Екатерина Проценко в роли Энхен, Давид Есаян в роли Макса, Анна Щербакова в роли Агаты. фото: Андрей Чунтомов
— Зрители в комментариях называли костюмы «модными». Можно ли говорить, что мода влияет на театр?
— В сферу моих профессиональных интересов входит исследование глобальных трендов высокой моды и интеграция их кодов в театральную реальность. Например, одна из заметных тенденций — романтизация и инфантилизация мужского образа — нашла отражение в костюме Макса. Его образ построен на сочетании понятного, расслабленного микса денима, клетки и твидового пиджака, далее дополняется лесным кейпом, подсвечивающим его неопределенность, непосредственность, сомнительность и интеллектуальную взъерошенность. Так рождается портрет романтического героя.

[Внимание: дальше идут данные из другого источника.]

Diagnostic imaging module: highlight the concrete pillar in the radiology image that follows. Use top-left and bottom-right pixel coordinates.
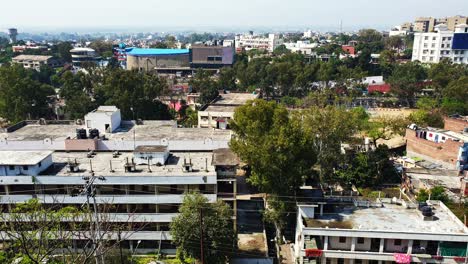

— Получается, каждая деталь костюма неслучайна?
— Да, каждая деталь работает на раскрытие характера, а не на красоту ради красоты. Возьмем, костюм князя Оттокара. Князь появляется в бархатном халате, похожем на пальто, что обнажает его суть аристократа, наслаждающегося жизнью, статусом, но истинно не влияющего на происходящие события.
Эдуард Морозов (в центре) в роли князя Оттокара, фото: Андрей Чунтомов
Некоторые образы немного абсурдны, чтобы выявить скрытые смыслы и противоречия. Плащ Каспара, скованный и собранный, демонстрирует его внутреннюю напряженность, это словно тиски, в которых герой вынужден существовать.
Гарри Агаджанян в роли Каспара, фото: Никита Чунтомов
В свою очередь, образ Энхен — задорной и дерзкой героини — должен быть ярким, но не перегруженным, отражая ее игривость, ловкость и непосредственность. За этой кажущейся простотой — много работы и внимания к деталям.